The origins of the race trace to a virtual event. On March 24, 2021, NASCAR announced that a simulated Chicago Loop street circuit would host the fifth race of the 2021 eNASCAR iRacing Pro Invitational Series. The iRacing event was broadcast live on June 2, 2021, with Rick Ware Racing driver James Davison winning the virtual race. Following that event, speculation grew that NASCAR might convert the concept into a real-world race.
On July 7, 2022, a report indicated that an official announcement of a Chicago street race would come on July 19, and that it could replace Road America on the 2023 Cup Series schedule. The announcement was made as scheduled on July 19, 2022, with NASCAR executive Ben Kennedy confirming that the Chicago Street Course would replace Road America.
On March 7, 2023, NASCAR announced the race would carry no title sponsor and would instead be named after Grant Park, which borders the circuit. The race was set at 220 miles and 100 laps in length; the Xfinity Series companion event was named The Loop 121 after the Chicago Loop district.
The inaugural 2023 running took place during a rain storm. The start was delayed, and the race ran for only 78 of the scheduled 100 laps before darkness forced its conclusion. Shane van Gisbergen, a triple Australian Supercars champion competing in just his first-ever NASCAR Cup Series race for Trackhouse Racing's PROJECT91 program, won the event after qualifying third. His victory made him the first driver to win on their Cup Series debut since Johnny Rutherford in 1963. The result proved pivotal: van Gisbergen departed Supercars at the end of 2023 and moved to the United States to race full-time in NASCAR, eventually joining the Cup Series as a full-time competitor in 2025.
Following the 2023 race, NASCAR reduced the distance. On October 20, 2023, the series announced the Cup event would be shortened from 220 miles and 100 laps to 165 miles and 75 laps, which gave the race its Grant Park 165 name. The revised distance was slightly shorter than the rain-shortened 2023 race, which had covered 171.6 miles over 78 laps.
The 2024 edition similarly ended under weather-related conditions, with the race shortened to 58 laps due to darkness following a rain delay. Van Gisbergen won again, making him the only driver to win the event during its full run.
On July 18, 2025, officials announced that the race would not return in 2026, though the possibility of a 2027 return was left open.

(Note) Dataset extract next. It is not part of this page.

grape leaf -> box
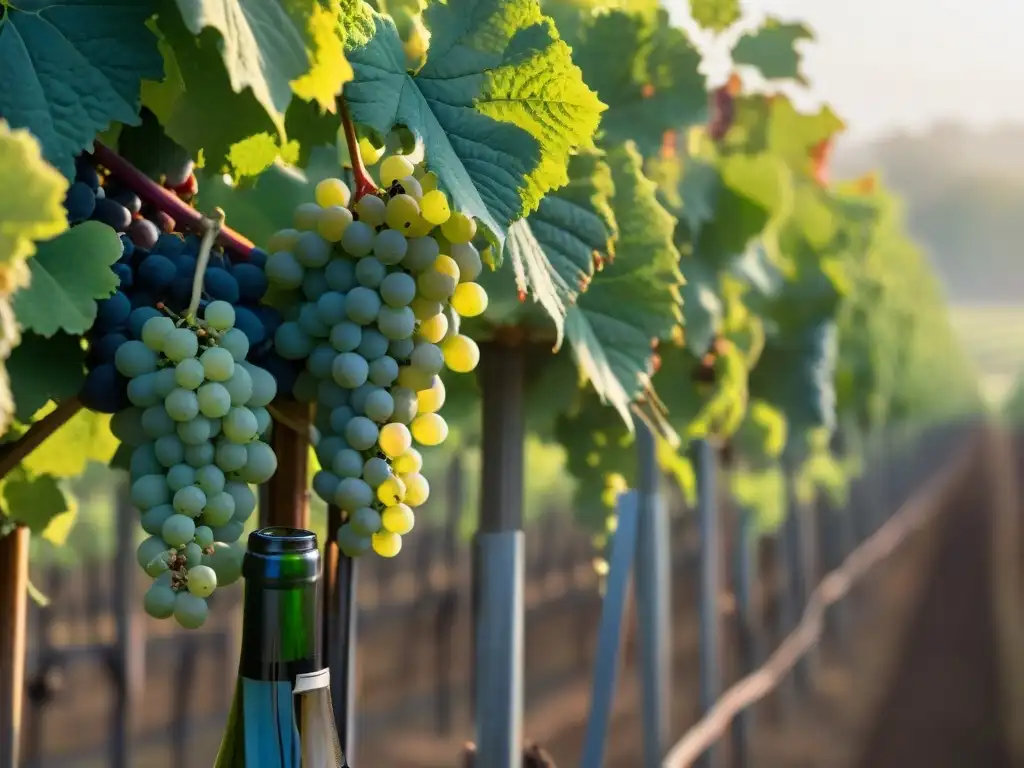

The Chicago Street Race represented a notable experiment in NASCAR's ongoing effort to diversify its venue portfolio. Street circuits, while common in open-wheel racing, had not previously been part of the Cup Series calendar in the modern era. The event attracted considerable attention from motorsport fans outside NASCAR's traditional audience, partly due to its urban setting in one of the United States' largest cities and partly because of van Gisbergen's debut victory. The rain-affected finishes of both the 2023 and 2024 races became a recurring point of discussion about the challenges of scheduling a street event in a city with unpredictable summer weather.